SENDETERMIN So., 10.02.08 | 17:03 Uhr | Das Erste

Wissen im Alltag - Überleben im Schnee

Aufstieg in den Schnee, zu einer ungewöhnlichen Skitour. Ärzte aus ganz Europa wollen lernen, wie man in Schnee und Eis überlebt und wie man Verletzten in der Kälte hilft.

Was sie noch nicht wissen: Schon bald wird aus der Übung Ernst. Noch ist alles ganz harmlos. Skifahren steht schließlich auch auf dem Programm. Bester Schnee in knapp 3000 Meter Höhe am Bernina-Pass in den Schweizer Alpen.
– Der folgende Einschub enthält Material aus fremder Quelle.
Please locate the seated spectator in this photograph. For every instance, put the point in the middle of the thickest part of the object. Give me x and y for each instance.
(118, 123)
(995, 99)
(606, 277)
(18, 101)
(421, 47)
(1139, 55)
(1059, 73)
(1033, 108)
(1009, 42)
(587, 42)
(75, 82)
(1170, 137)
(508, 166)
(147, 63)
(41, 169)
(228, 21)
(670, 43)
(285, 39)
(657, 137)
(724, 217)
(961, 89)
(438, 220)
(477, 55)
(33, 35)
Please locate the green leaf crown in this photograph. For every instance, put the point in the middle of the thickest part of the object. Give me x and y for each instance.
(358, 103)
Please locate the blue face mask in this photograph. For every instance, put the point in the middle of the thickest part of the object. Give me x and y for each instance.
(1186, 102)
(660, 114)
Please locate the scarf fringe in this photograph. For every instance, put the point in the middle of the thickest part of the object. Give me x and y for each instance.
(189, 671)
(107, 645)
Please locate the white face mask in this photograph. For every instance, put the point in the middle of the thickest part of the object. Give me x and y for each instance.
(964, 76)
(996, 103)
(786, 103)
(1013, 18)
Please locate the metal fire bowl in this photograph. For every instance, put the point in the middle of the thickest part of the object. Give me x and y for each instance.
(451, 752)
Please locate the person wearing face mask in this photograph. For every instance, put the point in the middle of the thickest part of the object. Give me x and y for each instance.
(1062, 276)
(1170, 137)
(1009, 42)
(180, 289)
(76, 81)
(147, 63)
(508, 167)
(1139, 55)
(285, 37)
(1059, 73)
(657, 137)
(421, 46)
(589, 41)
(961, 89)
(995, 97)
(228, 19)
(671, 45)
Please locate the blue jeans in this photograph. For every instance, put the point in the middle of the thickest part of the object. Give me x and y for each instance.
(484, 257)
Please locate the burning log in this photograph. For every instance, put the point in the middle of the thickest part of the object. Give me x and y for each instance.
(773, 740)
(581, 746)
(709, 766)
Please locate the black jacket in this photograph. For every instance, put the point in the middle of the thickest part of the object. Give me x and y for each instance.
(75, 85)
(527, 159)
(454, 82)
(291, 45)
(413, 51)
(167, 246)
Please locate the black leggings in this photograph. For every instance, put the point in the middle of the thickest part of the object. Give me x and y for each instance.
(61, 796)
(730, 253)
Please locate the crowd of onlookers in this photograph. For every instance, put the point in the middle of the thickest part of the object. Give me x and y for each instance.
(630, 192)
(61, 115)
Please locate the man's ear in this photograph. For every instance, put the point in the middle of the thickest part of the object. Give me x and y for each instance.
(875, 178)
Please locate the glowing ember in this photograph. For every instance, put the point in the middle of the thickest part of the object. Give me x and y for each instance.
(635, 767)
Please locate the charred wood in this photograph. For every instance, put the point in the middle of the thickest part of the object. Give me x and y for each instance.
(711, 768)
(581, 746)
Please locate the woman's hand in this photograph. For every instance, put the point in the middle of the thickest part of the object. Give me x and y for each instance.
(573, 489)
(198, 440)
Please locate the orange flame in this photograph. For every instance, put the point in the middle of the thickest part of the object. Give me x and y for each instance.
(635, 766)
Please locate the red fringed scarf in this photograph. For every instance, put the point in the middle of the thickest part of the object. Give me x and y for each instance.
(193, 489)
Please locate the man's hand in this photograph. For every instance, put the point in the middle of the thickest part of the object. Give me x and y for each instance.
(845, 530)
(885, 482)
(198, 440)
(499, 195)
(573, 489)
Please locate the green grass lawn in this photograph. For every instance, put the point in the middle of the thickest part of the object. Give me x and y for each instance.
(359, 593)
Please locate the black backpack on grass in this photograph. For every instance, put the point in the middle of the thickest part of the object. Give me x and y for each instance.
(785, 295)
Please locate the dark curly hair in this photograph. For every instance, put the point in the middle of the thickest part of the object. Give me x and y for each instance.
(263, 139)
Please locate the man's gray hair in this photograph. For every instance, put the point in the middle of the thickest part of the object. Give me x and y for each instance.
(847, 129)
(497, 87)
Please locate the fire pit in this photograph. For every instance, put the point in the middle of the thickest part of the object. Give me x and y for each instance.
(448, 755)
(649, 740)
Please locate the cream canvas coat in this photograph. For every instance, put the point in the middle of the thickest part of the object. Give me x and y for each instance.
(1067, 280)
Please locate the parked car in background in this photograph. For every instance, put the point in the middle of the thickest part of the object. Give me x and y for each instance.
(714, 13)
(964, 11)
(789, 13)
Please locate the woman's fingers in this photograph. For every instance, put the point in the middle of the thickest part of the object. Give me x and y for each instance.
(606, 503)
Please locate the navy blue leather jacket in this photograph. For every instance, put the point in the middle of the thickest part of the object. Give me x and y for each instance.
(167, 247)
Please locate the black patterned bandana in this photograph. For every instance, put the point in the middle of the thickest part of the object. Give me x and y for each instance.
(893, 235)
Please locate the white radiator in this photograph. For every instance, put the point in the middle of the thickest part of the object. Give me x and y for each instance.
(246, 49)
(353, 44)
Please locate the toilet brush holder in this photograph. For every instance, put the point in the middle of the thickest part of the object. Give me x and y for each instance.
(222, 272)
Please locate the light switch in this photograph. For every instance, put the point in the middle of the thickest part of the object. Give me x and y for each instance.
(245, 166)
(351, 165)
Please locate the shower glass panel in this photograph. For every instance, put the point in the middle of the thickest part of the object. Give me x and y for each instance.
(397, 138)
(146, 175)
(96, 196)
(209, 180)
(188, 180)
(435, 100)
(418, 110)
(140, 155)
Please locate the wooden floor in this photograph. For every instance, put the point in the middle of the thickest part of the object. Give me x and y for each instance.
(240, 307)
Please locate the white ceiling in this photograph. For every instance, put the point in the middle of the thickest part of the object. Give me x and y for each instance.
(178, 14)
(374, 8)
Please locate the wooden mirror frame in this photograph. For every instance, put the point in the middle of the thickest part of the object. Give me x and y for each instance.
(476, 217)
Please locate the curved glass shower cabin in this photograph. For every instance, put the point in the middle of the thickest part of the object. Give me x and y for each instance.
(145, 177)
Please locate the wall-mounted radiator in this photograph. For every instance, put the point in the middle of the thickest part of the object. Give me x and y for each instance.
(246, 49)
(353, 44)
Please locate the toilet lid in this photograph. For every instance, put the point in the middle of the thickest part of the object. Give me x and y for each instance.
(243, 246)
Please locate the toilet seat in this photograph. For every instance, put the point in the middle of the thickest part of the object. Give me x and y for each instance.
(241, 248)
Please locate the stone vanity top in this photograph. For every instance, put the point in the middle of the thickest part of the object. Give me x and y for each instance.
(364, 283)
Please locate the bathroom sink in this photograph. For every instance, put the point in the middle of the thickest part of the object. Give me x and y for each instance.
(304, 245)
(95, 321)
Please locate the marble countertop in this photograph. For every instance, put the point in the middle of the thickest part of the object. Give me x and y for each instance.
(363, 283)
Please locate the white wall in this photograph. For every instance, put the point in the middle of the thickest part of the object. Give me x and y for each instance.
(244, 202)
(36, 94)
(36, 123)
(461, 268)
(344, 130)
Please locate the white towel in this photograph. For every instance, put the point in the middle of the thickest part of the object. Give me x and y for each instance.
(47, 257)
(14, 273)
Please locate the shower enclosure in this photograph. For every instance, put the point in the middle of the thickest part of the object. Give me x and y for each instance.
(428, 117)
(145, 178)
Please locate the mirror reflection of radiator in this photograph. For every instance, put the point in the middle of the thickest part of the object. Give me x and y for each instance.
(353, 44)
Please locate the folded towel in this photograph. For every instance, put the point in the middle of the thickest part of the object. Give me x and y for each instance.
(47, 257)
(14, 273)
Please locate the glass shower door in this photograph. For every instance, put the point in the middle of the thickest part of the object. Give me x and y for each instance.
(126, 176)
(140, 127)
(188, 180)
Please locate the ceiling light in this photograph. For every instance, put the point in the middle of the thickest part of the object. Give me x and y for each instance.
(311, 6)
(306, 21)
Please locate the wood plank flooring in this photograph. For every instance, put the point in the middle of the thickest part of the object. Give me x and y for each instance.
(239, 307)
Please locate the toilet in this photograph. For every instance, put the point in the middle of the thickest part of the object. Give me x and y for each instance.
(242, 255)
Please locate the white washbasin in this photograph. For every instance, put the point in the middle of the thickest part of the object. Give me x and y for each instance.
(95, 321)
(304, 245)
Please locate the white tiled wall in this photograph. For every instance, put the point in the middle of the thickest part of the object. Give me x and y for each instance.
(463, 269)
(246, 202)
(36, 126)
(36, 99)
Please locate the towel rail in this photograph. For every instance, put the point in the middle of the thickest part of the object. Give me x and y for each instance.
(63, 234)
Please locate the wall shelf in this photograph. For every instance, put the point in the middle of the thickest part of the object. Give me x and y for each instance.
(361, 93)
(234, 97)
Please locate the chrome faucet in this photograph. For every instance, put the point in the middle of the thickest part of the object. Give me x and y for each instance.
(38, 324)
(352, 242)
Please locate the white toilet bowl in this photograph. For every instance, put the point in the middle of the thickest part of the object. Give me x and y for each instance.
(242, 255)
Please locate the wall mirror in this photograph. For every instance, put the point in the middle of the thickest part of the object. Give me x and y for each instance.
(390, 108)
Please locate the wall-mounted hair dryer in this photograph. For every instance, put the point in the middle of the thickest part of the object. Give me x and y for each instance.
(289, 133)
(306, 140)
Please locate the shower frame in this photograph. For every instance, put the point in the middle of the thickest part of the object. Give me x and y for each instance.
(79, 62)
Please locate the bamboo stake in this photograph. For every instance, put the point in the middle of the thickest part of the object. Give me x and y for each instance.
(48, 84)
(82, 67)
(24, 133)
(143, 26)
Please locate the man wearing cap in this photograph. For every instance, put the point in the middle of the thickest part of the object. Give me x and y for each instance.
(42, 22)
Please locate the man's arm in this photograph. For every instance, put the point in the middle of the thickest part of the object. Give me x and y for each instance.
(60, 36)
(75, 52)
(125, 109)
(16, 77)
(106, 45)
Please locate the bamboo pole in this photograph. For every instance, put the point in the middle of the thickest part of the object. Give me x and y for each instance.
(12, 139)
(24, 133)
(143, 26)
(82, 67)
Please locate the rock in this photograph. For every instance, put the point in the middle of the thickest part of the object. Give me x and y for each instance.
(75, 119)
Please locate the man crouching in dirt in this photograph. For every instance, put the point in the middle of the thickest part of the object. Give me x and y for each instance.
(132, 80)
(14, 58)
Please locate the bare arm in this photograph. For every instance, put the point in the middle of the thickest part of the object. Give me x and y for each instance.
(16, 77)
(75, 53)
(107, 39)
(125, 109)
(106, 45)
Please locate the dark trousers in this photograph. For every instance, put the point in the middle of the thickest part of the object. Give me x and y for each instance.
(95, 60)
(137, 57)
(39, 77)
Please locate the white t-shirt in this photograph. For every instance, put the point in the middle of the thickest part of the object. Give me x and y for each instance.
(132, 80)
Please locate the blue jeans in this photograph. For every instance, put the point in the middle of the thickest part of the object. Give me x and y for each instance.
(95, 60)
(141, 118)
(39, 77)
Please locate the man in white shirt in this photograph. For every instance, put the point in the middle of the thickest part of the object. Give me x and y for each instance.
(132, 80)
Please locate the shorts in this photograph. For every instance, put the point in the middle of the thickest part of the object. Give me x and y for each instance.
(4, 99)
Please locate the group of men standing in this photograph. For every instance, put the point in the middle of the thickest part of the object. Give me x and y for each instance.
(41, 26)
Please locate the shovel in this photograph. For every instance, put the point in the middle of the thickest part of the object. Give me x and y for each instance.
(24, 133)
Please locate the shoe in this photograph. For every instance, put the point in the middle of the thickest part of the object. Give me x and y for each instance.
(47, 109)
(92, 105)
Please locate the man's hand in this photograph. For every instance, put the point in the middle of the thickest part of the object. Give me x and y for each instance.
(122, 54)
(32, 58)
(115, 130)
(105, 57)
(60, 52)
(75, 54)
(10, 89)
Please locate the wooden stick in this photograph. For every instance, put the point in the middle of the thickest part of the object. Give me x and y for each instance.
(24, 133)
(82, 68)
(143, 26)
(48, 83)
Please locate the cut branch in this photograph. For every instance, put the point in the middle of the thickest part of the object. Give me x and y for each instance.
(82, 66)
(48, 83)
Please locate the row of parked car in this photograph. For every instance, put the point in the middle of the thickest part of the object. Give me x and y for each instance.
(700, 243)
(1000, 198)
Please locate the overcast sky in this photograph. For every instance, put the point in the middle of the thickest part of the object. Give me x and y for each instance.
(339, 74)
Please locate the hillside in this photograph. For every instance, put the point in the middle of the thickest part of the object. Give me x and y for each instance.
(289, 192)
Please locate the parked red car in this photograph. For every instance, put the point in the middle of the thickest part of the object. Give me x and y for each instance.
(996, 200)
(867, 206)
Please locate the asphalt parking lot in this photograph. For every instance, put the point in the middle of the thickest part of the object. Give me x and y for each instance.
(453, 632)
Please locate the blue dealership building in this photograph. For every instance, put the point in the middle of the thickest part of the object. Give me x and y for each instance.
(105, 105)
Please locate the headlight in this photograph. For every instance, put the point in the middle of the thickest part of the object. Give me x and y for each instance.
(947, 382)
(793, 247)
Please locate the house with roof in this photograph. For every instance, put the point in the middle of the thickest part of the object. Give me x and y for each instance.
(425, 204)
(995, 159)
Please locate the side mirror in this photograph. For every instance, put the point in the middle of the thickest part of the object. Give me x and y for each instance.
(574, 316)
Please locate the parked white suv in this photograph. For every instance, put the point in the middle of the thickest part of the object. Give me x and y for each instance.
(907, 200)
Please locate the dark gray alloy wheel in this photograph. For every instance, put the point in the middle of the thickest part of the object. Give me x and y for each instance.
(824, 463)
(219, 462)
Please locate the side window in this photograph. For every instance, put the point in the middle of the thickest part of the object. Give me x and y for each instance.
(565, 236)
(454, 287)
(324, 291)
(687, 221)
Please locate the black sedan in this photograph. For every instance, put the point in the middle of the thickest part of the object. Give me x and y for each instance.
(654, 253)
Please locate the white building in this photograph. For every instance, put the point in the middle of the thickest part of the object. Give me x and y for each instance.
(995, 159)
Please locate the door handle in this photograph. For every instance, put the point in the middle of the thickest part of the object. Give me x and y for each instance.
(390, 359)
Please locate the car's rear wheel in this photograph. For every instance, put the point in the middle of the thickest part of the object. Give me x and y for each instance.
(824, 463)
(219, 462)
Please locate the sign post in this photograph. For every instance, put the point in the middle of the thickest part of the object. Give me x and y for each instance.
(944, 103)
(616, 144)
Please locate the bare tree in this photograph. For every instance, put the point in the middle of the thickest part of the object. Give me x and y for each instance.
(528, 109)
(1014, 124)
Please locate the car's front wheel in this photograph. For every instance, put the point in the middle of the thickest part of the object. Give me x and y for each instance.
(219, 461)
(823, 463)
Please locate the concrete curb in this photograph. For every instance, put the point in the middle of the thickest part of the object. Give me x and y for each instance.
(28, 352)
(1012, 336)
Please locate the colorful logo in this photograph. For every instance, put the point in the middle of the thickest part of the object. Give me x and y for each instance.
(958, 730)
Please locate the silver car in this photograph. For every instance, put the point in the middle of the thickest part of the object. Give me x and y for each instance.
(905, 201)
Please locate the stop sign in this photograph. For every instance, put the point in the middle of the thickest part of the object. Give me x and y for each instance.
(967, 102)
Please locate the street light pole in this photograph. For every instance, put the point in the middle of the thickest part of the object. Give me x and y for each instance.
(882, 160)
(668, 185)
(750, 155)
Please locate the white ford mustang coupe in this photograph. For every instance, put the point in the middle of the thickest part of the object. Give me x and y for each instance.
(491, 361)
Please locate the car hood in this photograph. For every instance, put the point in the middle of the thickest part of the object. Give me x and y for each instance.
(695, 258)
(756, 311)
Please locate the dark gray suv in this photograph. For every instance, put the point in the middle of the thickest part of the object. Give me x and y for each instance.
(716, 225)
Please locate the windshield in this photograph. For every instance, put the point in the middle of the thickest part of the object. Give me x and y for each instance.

Doch dann ändert sich die Situation. Der Gestürzte hat sich den Fuß gebrochen. Glück im Unglück: Es sind ja Ärzte anwesend. Es geht zwar etwas durcheinander bei soviel geballter Kompetenz. Aber in wenigen Minuten ist das Bein geschient. Und – was das Wichtigste ist: Kurz darauf ist der Rettungshubschrauber da, der Verletzte kommt in Sicherheit.

Alle wissen, daß das auch schlimmer hätte ausgehen können. Bei schlechtem Wetter etwa. Dann hätte der Hubschrauber nicht landen, der Verletzte nicht geborgen werden können. Und was wäre dann?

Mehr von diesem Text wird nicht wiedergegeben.